There may be a short time period where this bug occurs, and if you get enough TCP connections to TIME_WAIT in that period, they could stick around, maybe. But I think the original post is completely overreacting and was probably written by a LLM, lol.

Aloisius 9 hours ago | parent [-]

There does appear to be a bug, but it's not what the blog describes.

If tcp_now stops updating at <= 2^32 - 30000 milliseconds, then TSTMP_GEQ(tcp_now, timer) will always fail since timer is tcp_now + 30000 which won't wrap.

This does look like it is possible since calculate_tcp_clock() which updates tcp_now only runs when there's TCP traffic. So if at 49 days uptime you halted all TCP traffic and waited about a day, tcp_now would be stuck at the value before you halted TCP traffic.

In cases where tcp_now gets stuck at > 2^32 - 30000, it looks like TCP sockets in the TIME_WAIT will end up being closed immediately instead of waiting 30 seconds, which isn't great either.

fingerlocks an hour ago | parent | next [-]

Are you sure?

tcp_now’s maximum cannot physically reach 2^32 because the trailing zeros of that number exceeds the bit width of data type.

Therefore, tcp_now + 30000 will wrap when tcp_now is equal to 2^32 - 3000. Your inequality sign should be strict <, otherwise the result does not follow.

justinfrankel 8 hours ago | parent | prev [-]

yep that makes sense

comex 11 hours ago | parent | prev [-]

The bug was introduced only last year in macOS 26:

https://github.com/apple-oss-distributions/xnu/blame/f6217f8...

plorkyeran 10 hours ago | parent | next [-]

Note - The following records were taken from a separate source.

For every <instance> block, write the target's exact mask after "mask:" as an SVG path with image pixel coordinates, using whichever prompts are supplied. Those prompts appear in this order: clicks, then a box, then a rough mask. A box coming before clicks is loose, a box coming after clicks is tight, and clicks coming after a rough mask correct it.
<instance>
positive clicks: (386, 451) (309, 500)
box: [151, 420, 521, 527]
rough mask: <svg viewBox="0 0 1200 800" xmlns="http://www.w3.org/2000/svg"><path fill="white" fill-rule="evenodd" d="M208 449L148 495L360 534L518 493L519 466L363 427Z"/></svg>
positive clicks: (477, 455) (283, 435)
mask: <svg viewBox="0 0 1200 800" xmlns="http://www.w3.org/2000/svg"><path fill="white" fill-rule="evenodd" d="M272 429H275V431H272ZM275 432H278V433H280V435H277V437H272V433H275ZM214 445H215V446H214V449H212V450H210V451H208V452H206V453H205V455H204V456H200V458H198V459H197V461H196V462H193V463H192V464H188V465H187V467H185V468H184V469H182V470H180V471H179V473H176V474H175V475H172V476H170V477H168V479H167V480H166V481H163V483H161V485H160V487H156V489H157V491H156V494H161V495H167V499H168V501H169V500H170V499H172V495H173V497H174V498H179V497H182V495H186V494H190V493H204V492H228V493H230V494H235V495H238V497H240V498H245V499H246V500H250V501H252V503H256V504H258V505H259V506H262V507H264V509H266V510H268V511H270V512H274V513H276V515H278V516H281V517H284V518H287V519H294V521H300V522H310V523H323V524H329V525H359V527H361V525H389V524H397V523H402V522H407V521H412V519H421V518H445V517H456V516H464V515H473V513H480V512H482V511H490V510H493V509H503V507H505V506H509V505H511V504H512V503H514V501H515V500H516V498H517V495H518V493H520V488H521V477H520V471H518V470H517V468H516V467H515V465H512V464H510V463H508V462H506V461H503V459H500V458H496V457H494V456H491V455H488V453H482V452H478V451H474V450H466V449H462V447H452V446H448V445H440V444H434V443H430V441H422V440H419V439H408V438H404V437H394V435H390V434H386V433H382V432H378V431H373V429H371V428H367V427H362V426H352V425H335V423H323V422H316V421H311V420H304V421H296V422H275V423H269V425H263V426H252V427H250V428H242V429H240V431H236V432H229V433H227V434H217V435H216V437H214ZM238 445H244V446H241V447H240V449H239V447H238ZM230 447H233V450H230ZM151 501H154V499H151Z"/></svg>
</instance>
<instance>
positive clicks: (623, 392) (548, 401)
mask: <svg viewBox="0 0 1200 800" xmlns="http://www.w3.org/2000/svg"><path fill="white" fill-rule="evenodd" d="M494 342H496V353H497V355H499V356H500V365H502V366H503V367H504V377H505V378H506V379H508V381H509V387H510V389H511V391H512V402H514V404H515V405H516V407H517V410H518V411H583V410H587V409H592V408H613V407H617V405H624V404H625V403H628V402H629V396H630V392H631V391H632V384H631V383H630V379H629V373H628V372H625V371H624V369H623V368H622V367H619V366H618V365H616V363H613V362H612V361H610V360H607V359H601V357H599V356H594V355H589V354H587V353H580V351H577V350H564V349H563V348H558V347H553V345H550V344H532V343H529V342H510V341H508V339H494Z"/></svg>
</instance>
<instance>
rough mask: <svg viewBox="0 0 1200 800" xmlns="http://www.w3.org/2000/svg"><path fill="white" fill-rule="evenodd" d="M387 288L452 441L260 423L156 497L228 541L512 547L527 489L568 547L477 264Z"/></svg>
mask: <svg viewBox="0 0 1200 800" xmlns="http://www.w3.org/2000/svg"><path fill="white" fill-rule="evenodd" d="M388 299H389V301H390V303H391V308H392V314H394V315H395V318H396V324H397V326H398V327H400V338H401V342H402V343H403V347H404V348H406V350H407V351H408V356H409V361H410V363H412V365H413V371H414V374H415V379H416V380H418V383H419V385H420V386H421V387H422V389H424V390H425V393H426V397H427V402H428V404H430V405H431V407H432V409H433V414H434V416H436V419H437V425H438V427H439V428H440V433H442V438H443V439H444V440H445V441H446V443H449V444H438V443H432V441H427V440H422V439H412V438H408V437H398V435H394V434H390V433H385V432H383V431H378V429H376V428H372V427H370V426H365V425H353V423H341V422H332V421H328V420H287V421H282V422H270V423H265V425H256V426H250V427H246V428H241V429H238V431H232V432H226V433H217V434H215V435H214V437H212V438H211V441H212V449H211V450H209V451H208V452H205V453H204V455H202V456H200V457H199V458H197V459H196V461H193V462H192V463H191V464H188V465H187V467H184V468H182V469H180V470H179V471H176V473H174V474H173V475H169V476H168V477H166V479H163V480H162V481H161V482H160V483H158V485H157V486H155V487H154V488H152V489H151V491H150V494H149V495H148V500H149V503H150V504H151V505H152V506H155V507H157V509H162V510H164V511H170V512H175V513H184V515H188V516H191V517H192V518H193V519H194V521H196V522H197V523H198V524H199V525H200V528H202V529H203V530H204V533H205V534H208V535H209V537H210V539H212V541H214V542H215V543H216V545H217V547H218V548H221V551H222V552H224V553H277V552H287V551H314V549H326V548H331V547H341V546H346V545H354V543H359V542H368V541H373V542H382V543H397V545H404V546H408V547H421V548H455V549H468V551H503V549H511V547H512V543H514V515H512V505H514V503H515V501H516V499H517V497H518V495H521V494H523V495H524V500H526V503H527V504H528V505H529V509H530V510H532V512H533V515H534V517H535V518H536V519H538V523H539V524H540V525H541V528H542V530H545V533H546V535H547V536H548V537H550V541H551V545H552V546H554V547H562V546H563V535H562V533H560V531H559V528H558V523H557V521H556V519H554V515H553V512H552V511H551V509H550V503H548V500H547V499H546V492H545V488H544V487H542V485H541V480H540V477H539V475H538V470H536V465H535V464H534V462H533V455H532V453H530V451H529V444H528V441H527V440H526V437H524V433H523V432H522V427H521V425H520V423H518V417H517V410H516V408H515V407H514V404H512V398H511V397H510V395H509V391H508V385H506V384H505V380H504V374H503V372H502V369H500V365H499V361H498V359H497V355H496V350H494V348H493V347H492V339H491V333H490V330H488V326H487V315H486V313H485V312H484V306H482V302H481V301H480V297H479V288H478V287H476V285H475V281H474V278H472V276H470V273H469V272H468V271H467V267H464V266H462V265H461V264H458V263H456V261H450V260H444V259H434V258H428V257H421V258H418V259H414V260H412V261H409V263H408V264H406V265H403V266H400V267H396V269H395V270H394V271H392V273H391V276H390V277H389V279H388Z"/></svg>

> Apple Community #250867747: macOS Catalina — "New TCP connections can not establish." New connections enter SYN_SENT then immediately close. Existing connections unaffected. Only a reboot fixes it.

This is a weird thing to cite if it's a macOS 26 bug. I quite regularly go over 50 days of uptime without issues so it makes sense for it to be a new bug, and maybe they had different bugs in the past with similar symptoms.

Aloisius 11 hours ago | parent | prev [-]

Interesting. The article mentions complaints on the forums running Catalina, so that must be something else.

js2 10 hours ago | parent | next [-]

As someone who also operates fleets of Macs, for years now, there is no possible way this bug predates macOS 26. If the bug description is correct, it must be a new one.

groby_b 10 hours ago | parent | prev [-]

The article is written using AI, so unless you verified the complaints, the safe default assumption is that they don't exist.

Aloisius 10 hours ago | parent [-]

It definitely exists, but it could be a completely unrelated issue.